Final Cut Pro: Understanding Audio Meters

The purpose of audio meters in Final Cut Pro is to display the level of your audio signal. While there are different types of audio meters, the main type utilized by Final Cut Pro is peak audio meters. Peak audio meters will quickly let you know if the level of your audio exceeds 0 dBFS. Other audio meters used by Final Cut Pro include input audio meters, track meters, master audio meters and floating audio meters.

Average and Peak Audio Levels 

Being that Final Cut Pro uses peak audio meters, before you can dive into the purpose of the audio meter, you need to understand what the peaks and average loudness mean. When you are looking at an audio waveform, the tips of the waveform will be the peaks, while the main strip of audio will be the average loudness of the track. Peaks are short, loud bursts of sound. It is unlikely that the average loudness of your track will exceed 0 dBFS, but you will have instances where the peak levels do. 

Analog and Digital Audio Meters

If you have used analog audio meters in the past, you will need to learn the basics of digital audio meters, as well.
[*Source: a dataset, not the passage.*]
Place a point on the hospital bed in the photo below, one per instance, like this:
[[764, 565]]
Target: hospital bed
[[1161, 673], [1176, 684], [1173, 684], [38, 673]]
This is because you set your audio levels differently when using a digital audio meter. A digital audio meter uses a digital scale, and the signal on the digital scale is measured in dBFS. If your audio level exceeds 0 dBFS, Final Cut Pro will clip that signal, which distorts the original shape of the audio waveform.

In most cases, depending upon your specific audio equipment, when you are recording audio, it is being recorded in analog context. Being that Final Cut Pro only uses digital context, you need to understand the different between 0 dB in analog and 0 dBFS in digital. When using an analog audio meter, 0 dB is the perfect recording level for a device. If you go below 0 dB, you may lose your audio signal, and if you go above 0 dB, your audio may become distorted. When using a digital analog meter, 0 dBFS is the highest allowed audio level.

When you are putting your project together using Final Cut Pro, you need to be thinking about how the audio level you set will correspond to an analog audio meter. As a general guideline, if you are working with 16-bit audio, you should set your audio level around -12 dBFS. If you are working with 20- or 24-bit audio, you should set your audio level around -18 or -20 dBFS.

Floating Audio Meters

If you are in the Viewer or Timeline, you will notice a floating audio meter. The floating audio meter uses a stereo display to show the output levels of your audio. The very top of the floating audio meter will be 0 dBFS. The lowest value on the floating audio meter will be -96 dBFS. If you need to display audio levels that exceed 0 dBFS, you will need to use the track or master audio meters.